Nous voici donc à nouveau. Lorsque j’ai écrit sur Philando Castille il y a quatre ans, je savais que ce n’était pas fini, et lorsque notre président en exercice a été élu, je savais que ce n’était définitivement pas fini. Quand rien ne changeait, je savais que ce n'était pas fini et nous y revoilà.

Mais cette fois, c'est différent et nous pouvons tous le ressentir. Quelque chose a changé dans la teneur de la conversation, la composition raciale des partis qui soutiennent, et le niveau d'inconfort qui se fait finalement sentir dans le courant dominant et pas seulement relégué dans les communautés de couleur continuellement touchées par la violence qui nous cible pour notre apparence. Bien.

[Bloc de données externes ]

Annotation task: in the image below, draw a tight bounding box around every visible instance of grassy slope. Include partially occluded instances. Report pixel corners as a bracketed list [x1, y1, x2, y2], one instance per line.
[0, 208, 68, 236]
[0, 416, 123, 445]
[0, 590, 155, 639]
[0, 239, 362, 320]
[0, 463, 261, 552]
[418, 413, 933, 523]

Il y a tellement de tangentes que je pourrais prendre pour cette pièce, mais je vais choisir quelques fils qui ont surgi au cours de la semaine dernière. C'est en partie pour éduquer, mais en grande partie, c'est pour alléger le fardeau que moi et certains de mes compatriotes noirs ressentons à travers cela. Notez les «certains». Je ne prétends pas parler au nom d'une communauté entière, et en fait, je ne peux pas. Nous sommes un groupe lié par la couleur de la peau et une expérience partagée, mais nous sommes tous différents. Il n'y a pas d'ambassadeur, pas de porte-parole noir, juste des millions de personnes à travers le pays qui sont (et ont été) marre de la façon dont nous avons été traités depuis que nous avons été traînés ici en chaînes il y a des centaines d'années. Nous en avons marre de l'hypothèse que l'on peut parler pour tous. Nous en avons assez du ciblage comme si tous en représentaient un. Que nous nous voyons tous au «Barbecue». Nous sommes tous frères et sœurs, mais nous ne sommes pas tous une entité singulière. C'est important, et l'idée de société que nous sont est au cœur de la raison pour laquelle nous sommes ici aujourd'hui, au moins en partie.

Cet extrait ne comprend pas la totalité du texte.